Por si quedaba alguna duda se confirmó sin remedio. No tengo paciencia. Sigo teniendo una capacidad nula de concentración y alta capacidad de distracción. Y ha sido el Shuji (o Shodo), el “camino de la escritura”, el que me lo ha vuelto a recordar.

El Shuji es un arte y una disciplina que trabaja la caligrafía japonesa. Proveniente de la cultura China, es una practica milenaria que los niños aprenden durante años en la escuela. Un pincel, un tintero con tinta china, un pisapapeles y una pliego de papel de arroz conforman el equipo necesario para practicarlo.

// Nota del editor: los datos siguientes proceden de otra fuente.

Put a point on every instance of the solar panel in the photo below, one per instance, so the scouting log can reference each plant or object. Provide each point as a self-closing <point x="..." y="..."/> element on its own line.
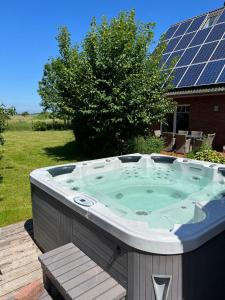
<point x="222" y="18"/>
<point x="191" y="75"/>
<point x="164" y="58"/>
<point x="178" y="73"/>
<point x="216" y="33"/>
<point x="174" y="55"/>
<point x="182" y="28"/>
<point x="220" y="51"/>
<point x="201" y="51"/>
<point x="196" y="24"/>
<point x="172" y="44"/>
<point x="200" y="37"/>
<point x="188" y="56"/>
<point x="222" y="77"/>
<point x="211" y="72"/>
<point x="205" y="52"/>
<point x="185" y="41"/>
<point x="170" y="32"/>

Seguramente, hayáis visto en multitud de ocasiones como los chinos y japoneses deslizan con enorme gracia el pincel elegantemente por el pliego de papel, creando unos preciosos kanjis cuyo trazo se agranda, se encoje, se retuerce (La película Hero, por ejemplo, tiene una buena muestra de ello).

Este era nuestro objetivo. Trabajo ahora mismo para una empresa con un amplio porcentaje japonés y algunos de los trabajadores nipones se cargan de buena fé y nos imparten clases para aprender su lengua y algo de cultura. Ni que decir tiene que siempre que puedo participo en estas clases. Mi nivel de japonés hasta la fecha no ha llegado a un mínimo básico aceptable (ni por asomo), pero me parece tan divertido que lo de menos es la velocidad de aprendizaje. Me quedo prendado por esos dibujos con los que escriben.

Así, Motoko-San, nuestra profesora decidió que debíamos aprender Shuji y nos trajó todo el material. Vuelta a clase de Plástica. Empapelemos las mesas.

La primera impresión es que no puede ser tan díficil, copiar lineas, aunque no sepas lo que significan no debe tener mucho misterio. EEEECK! Error!!! Por algo los pequeños japoneses se pasan años aprendiendo. El trazo además de la soltura que se transmite al papel, se ensancha apretando, se estrecha levantando. Se aprieta, se arrastra, se levanta, se apoya, de deja apoyado, se levanta, se gira, se va apretando, se va aflojando. Bien pronto caí en el error de mi optimismo.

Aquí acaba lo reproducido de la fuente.